La Guerre Du Feu
clame :
– Je suis Naoh, fils du Léopard, qui a conquis le Feu pour les Oulhamr. Que les envoyés de Faouhm se montrent !
La solitude demeure impénétrable. La brise même s’est assoupie et la rumeur des fauves ; seuls le ronflement des flammes et la voix fraîche de la rivière semblent s’accroître.
– Que les envoyés de Faouhm se montrent ! répète le chef. S’ils regardent, ils reconnaîtront Naoh, Nam et Gaw ! Ils savent qu’ils seront les bienvenus.
Tous trois, debout devant le feu rouge, montrent des silhouettes aussi visibles qu’en plein jour et poussent le cri d’appel des Oulhamr.
L’attente. Elle mord le cœur des compagnons ; elle est grosse de toutes les choses terribles. Et Naoh gronde :
– Ce sont des ennemis !
Nam et Gaw le savent bien et toute joie les quitte. Le péril est plus dur, qui les frappe dans cette nuit où le retour semblait si proche. Il est plus équivoque aussi, puisqu’il vient des hommes. Sur ce sol voisin du grand marécage, ils ne pressentaient d’autre approche que celle de leur horde. Est-ce que les vainqueurs de Faouhm l’ont attaqué encore ? Les Oulhamr ont-ils disparu du monde ?
Naoh voit Gammla conquise ou morte. Il grince des mâchoires et sa massue menace l’autre rive. Puis, accablé, il s’accroupit devant le bûcher, il songe, il guette...
Le ciel s’est ouvert à l’orient, la lune à son dernier quartier apparaît au fond de la savane. Elle est rouge et fumeuse, énorme ; sa lueur est faible encore, mais elle fouille les profondeurs du site : la fuite que médite le chef deviendra presque impossible si les hommes cachés sont en nombre et s’ils ont dressé des embuscades.
Tandis qu’il y pense, un grand frémissement le secoue. À l’aval, il vient d’apercevoir une silhouette trapue. Si rapidement qu’elle ait disparu dans les roseaux, la certitude le pénètre comme la pointe d’un harpon. Ceux qui se cachent sont bien des Oulhamr : mais Naoh préférerait les Dévoreurs d’Hommes ou les Nains Rouges. Car il vient de reconnaître Aghoo-le-Velu.
10
Aghoo-le-Velu
Il revécut, en quelques battements de cœur, la scène où Aghoo et ses frères s’étaient dressés devant Faouhm et avaient promis de conquérir le Feu. La menace flamboyait dans leurs yeux circulaires, la force et la férocité accompagnaient leurs gestes. La horde les écoutait avec tremblement. Chacun des trois aurait tenu tête au grand Faouhm. Avec leurs torses aussi velus que celui de l’ours gris, leurs mains énormes, leurs bras durs comme des branches de chêne, avec leur ruse, leur adresse, leur courage, leur union indestructible, leur habitude de combattre ensemble, ils valaient dix guerriers. Et, songeant à tous ceux qu’ils avaient tués ou dont ils avaient rompu les membres, une haine sans bornes contractait Naoh.
Comment les abattre ? Lui, le fils du Léopard, se croyait l’égal d’Aghoo : après tant de victoires, sa confiance en soi s’était parfaite ; mais Nam et Gaw seraient pris comme des léopards devant des lions !
La surprise et tant d’impressions bondissant dans sa tête n’avaient pas retardé la résolution de Naoh. Elle fut aussi rapide que le bond du cerf surpris au gîte.
– Nam partira d’abord, commanda-t-il, puis Gaw. Ils emporteront les sagaies et les harpons, je jetterai leurs massues quand ils seront au bas du roc.
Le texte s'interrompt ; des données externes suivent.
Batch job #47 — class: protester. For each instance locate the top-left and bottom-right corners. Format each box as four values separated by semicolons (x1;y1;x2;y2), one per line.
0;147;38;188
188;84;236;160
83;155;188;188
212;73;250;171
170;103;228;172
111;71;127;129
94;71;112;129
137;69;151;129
Je porterai seul le Feu.
Car il ne put se résigner, malgré les pierres mystérieuses des Wah, à abandonner la flamme conquise.
Nam et Gaw comprirent qu’il fallait gagner de vitesse Aghoo et ses frères, non seulement cette nuit, mais jusqu’à ce qu’on eût rejoint la horde. En hâte, ils saisirent leurs armes de trait, et déjà Nam descendait l’escarpement, Gaw le suivant à deux hauteurs d’homme. Leur tâche fut plus rude que pour la montée, à cause des lueurs fausses, des ombres brusques et parce qu’il fallait tâter dans le vide, découvrir des anfractuosités invisibles, se coller étroitement contre la paroi.
Quand Nam se trouva près d’arriver, un cri d’effraie jaillit de la rive, une bramée lui succéda, puis le mugissement du héron-butor. Naoh, penché au bord de la plate-forme, vit jaillir Aghoo d’entre les joncs. Il arrivait en foudre. Un instant plus tard, ses frères surgissaient, l’un au sud et l’autre au levant.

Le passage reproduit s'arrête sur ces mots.